Gonna be pulling your machine out to top up water, or pulling the tank out...

Plus no warming cups on top!


----------



## dirtyharry (Jul 14, 2014)

froggystyle said:


> Gonna be pulling your machine out to top up water, or pulling the tank out...
> 
> Plus no warming cups on top!


I'm used to that having had a Gaggia Cubika! And I've never been able to warm the cups on top either - had to use hot water instead









So I assume from the other comments that it's Gaggia or Rancilio and nothing else?


----------



## froggystyle (Oct 30, 2013)

I have the classic, if i had £300 i would consider saving a bit more and upgrading to a dual boiler or HX machine, the classic is ok for one or two cups, but anything else is hard work and even with the steam arm upgrade its rubbish for milk.


----------



## The Systemic Kid (Nov 23, 2012)

froggystyle said:


> I have the classic, if i had £300 i would consider saving a bit more and upgrading to a dual boiler or HX machine, the classic is ok for one or two cups, but anything else is hard work and even with the steam arm upgrade its rubbish for milk.


Good advice but used HX machines around £300 are as rare as hens' teeth.


----------



## dirtyharry (Jul 14, 2014)

froggystyle said:


> I have the classic, if i had £300 i would consider saving a bit more and upgrading to a dual boiler or HX machine, the classic is ok for one or two cups, but anything else is hard work and even with the steam arm upgrade its rubbish for milk.


That's surprising and at the same time disappointing news.
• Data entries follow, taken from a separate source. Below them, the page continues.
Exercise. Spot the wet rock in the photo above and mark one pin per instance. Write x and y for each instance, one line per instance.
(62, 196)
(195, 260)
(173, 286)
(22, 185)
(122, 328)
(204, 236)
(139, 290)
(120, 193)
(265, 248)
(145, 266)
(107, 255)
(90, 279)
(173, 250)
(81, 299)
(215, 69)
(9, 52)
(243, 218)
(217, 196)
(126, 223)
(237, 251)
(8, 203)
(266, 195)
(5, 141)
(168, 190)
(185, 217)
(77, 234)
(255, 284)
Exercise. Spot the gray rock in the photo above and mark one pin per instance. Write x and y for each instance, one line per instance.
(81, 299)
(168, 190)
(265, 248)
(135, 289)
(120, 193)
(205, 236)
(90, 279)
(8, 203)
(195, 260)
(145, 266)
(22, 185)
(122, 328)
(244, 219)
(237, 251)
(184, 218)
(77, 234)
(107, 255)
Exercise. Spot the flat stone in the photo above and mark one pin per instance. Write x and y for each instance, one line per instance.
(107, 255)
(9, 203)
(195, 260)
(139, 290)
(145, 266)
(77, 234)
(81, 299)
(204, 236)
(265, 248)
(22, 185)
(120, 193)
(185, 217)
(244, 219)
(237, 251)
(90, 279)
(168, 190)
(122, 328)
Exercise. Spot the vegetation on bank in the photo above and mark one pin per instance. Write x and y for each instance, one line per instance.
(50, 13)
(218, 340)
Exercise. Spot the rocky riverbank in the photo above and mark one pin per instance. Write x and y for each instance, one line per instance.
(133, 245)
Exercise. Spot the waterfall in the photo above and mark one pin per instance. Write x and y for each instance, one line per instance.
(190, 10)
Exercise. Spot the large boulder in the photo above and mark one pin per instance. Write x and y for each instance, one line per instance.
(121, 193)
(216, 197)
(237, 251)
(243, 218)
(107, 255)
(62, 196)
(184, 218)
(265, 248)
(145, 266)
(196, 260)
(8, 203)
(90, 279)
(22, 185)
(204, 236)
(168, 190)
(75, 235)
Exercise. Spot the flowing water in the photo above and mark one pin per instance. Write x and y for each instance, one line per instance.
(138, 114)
I was under the impression the steam arm upgrade was a must for the Gaggia and that it would then produce really good milk foam. As my wife and I are regular latte drinkers a good "steamer" is very important. Sounds like I will have to increase the budget, and re-build my kitchen as I bet the dual-boiler/HX machines won't fit under the cupboards! lol

Thanks for your tips


----------



## froggystyle (Oct 30, 2013)

The Systemic Kid said:


> Good advice but used HX machines around £300 are as rare as hens' teeth.


Indeed, thats why i said save more dosh...


----------



## froggystyle (Oct 30, 2013)

dirtyharry said:


> That's surprising and at the same time disappointing news. I was under the impression the steam arm upgrade was a must for the Gaggia and that it would then produce really good milk foam. As my wife and I are regular latte drinkers a good "steamer" is very important. Sounds like I will have to increase the budget, and re-build my kitchen as I bet the dual-boiler/HX machines won't fit under the cupboards! lol
> 
> Thanks for your tips


Oh it does improve the milk, but you still run out quickly!


----------



## Mrboots2u (May 10, 2013)

To help quantify "rubbish " in a bit more detail

With the silvia arm a classic is capable of making great microfoam with some practice .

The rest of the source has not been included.